Changing the Story | Iain Carter

Changing the Story | Iain Carter

We are constantly being told golf is in decline but this is nonsense.

People within the sport too frequently shrug shoulders in that “well what can you do” kind of way when confronted with figures showing membership numbers falling across the United Kingdom.

There seems to be an acceptance within and outwith the game that golf is struggling; out of date and yesterday’s sport. I repeat, it is nonsense.

The truth is that golf is changing. The club model is not for everyone and fewer people are able to justify the kind of outlay required to be a member for what they get in return. 

And as a result membership numbers are contracting. But that is only one part of golf and many sections of the industry are thriving.

This was reinforced last week by the chief executive of the R&A, Martin Slumbers, when he addressed the media in his upstairs office at the famous clubhouse in St Andrews. 

Each February members of the golf media are invited and while Slumbers’ key motive was to announce that the 2023 Open will be at Royal Troon, he also took the opportunity to address other golfing issues of the day.

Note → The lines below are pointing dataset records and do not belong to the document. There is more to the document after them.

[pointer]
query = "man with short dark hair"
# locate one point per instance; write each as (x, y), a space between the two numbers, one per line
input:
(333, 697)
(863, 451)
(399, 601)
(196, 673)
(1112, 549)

And it was clear that the St Andrews boss, one of the most influential figures in golf, wants to change the narrative. He confronted head on the the doom and gloom merchants who would have you believe the sport is dying.

Furthermore, he had the figures to back it up. “We had independent research done,” Slumbers told us.  

“If you look at how many people consume golf, so 18-hole golf, 9-hole golf, driving ranges, par-3 courses, adventure golf, TopGolf, all of those aspects,” he added.

“That group of people is 10.2 million people in GB&I. It is also a group that is much more diverse. It is also a group that is much younger.” 

That is a lot of people consuming golf, one way or another.  

Slumbers added: “There's only two sports in GB&I that have more people who participate in it if you look at golf that way. That is swimming and the gym. That's it.”   

Look at it that way and you might say golf is in rude health. But Slumbers is a businessman and knows the importance of taking into account worst case scenarios.

He knows that membership figures have dipped to around the one million mark and that some of the consumers of the other forms of the game might not consider themselves golfers.

“Let's say, because we're all a bit cynical, half of them don't think they're playing golf,” he went on.

“That's still 5 million. So 5 million versus 1 million.” He urged us to check out local driving ranges, I know the one closest to me is always very busy, and then hit us with the key question.   

“Why aren't those 5 million joining golf clubs? I would argue it's because the golf clubs are not providing a product those 5 million people want to buy.”

And there we had it. The boss of the R&A, that most traditional of organisations, saying it was time for golf clubs to change to capitalise on the interest that evidently remains in the game.

“I think if you go into clubs that are very family orientated, have fitness, have creches, have coffee shops, have wi-fi, have no dress code, have short par-3 golf course, have short 9-hole golf course, pitch and putt, those are the ones that are going to succeed,” he said.

The dress code bit was a bit rich, given that this is the only press conference we attend where we are expected to wear jacket and tie. But the central point makes perfect sense.

There are opportunities out there for golf clubs. There is demand to do golf in many different forms that are not necessarily the traditional way we have consumed the sport in the past.

It was uplifting stuff. The next day I was lucky enough to play The Old Course and, for once, the February weather cooperated. It was an amazing way to spend a morning. 

But it didn’t have to be on the most famous and historic golf course in the world. It could have been anywhere. I would have been enjoying myself, socialising and exercising - in short having fun. 

Hitting golf balls, trying to solve the puzzle of the most maddening of sports is enough at whatever level you play.

The figures prove it, people like it. We should look to capitalise and no longer shrug our shoulders if the game isn’t quite what it once was. In many ways, that is not a bad thing.